Python 3 + BioPython with command-line interface. Basically, a less hardcoded and flexible version of Leszek's code, that doesn't fail when the list of accessions is so big, that GI retrieval results in HTTP Error 414: Request-URI Too Large
#! /usr/bin/env python3
import argparse
import sys
import os
import Bio.Entrez
RETMAX = 10**9
GB_EXT = ".gb"
def parse_args(arg_lst):
parser = argparse.ArgumentParser()
parser.add_argument("-i", "--input", type=str, required=True,
help="A file with accessions to download")
parser.add_argument("-d", "--database", type=str, required=True,
help="NCBI database ID")
parser.add_argument("-e", "--email", type=str, required=False,
default="some_email@somedomain.com",
help="An e-mail address")
parser.add_argument("-b", "--batch", type=int, required=False, default=100,
help="The number of accessions to process per request")
parser.add_argument("-o", "--output_dir", type=str, required=True,
help="The directory to write downloaded files to")
return parser.parse_args(arg_lst)
def read_accessions(fp):
with open(fp) as acc_lines:
return [line.strip() for line in acc_lines]
def accessions_to_gb(accessions, db, batchsize, retmax):
def batch(sequence, size):
l = len(accessions)
for start in range(0, l, size):
yield sequence[start:min(start + size, l)]
def extract_records(records_handle):
buffer = []
for line in records_handle:
if line.startswith("LOCUS") and buffer:
# yield accession number and record
yield buffer[0].split()[1], "".join(buffer)
buffer = [line]
else:
buffer.append(line)
yield buffer[0].split()[1], "".join(buffer)
def process_batch(accessions_batch):
# get GI for query accessions
query = " ".join(accessions_batch)
query_handle = Bio.Entrez.esearch(db=db, term=query, retmax=retmax)
gi_list = Bio.Entrez.read(query_handle)['IdList']
# get GB files
search_handle = Bio.Entrez.epost(db=db, id=",".join(gi_list))
search_results = Bio.Entrez.read(search_handle)
webenv, query_key = search_results["WebEnv"], search_results["QueryKey"]
records_handle = Bio.Entrez.efetch(db=db, rettype="gb", retmax=batchsize,
webenv=webenv, query_key=query_key)
yield from extract_records(records_handle)
accession_batches = batch(accessions, batchsize)
for acc_batch in accession_batches:
yield from process_batch(acc_batch)
def write_record(dir, accession, record):
with open(os.path.join(dir, accession + GB_EXT), "w") as output:
print(record, file=output)
def main(argv):
args = parse_args(argv)
accessions = read_accessions(os.path.abspath(args.input))
op_dir = os.path.abspath(args.output_dir)

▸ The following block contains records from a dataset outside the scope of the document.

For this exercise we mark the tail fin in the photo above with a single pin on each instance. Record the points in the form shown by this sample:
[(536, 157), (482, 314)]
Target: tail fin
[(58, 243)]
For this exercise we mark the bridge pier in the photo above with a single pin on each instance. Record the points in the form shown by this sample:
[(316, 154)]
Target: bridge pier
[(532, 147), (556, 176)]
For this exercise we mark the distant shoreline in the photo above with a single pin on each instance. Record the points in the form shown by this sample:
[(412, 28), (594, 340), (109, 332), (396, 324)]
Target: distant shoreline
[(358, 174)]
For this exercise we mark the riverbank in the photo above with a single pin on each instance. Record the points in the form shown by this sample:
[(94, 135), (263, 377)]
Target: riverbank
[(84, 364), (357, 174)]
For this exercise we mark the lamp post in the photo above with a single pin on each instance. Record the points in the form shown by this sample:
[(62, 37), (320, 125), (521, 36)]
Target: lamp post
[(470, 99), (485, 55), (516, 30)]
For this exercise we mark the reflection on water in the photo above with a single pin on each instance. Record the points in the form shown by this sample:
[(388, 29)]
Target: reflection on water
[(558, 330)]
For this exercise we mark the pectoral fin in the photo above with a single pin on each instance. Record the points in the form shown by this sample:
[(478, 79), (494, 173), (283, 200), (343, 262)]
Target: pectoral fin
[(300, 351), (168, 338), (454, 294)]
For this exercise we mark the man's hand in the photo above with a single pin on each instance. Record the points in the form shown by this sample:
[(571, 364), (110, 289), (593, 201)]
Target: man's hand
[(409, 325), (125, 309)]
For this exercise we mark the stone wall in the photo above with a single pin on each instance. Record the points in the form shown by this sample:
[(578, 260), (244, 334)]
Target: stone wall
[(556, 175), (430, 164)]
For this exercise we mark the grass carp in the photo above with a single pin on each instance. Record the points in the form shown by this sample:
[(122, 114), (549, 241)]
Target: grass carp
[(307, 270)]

if not os.path.exists(op_dir):
os.makedirs(op_dir)
dbase = args.database
Bio.Entrez.email = args.email
batchsize = args.batch
for acc, record in accessions_to_gb(accessions, dbase, batchsize, RETMAX):
write_record(op_dir, acc, record)
if __name__ == "__main__":
main(sys.argv[1:])
can you give some example of your accession number? where is it from?
Ex: A22237,A22239,A32021,A32022,A33397 Those are accessions from NCBI. When you post them using epost, it gives this error: "IDs contain invalid characters which was treated as delimiters." So it appears to me that epost doesn't accept non-numeric characters for ID field. I tried to change the letters to their ascii codes, didn't help.
One more thing that I noticed today: All the BioXXX libraries just stop when they get error from epost. But I noticed that along with error, epost still returns WebEnv and query_key. But what it does is that, it takes the accession number, trims out the non-numeric characters, and searches for resultant GID. So, A22237 turns to 22237. Don't know what to do. Such a tiny problem taking up lot's of time.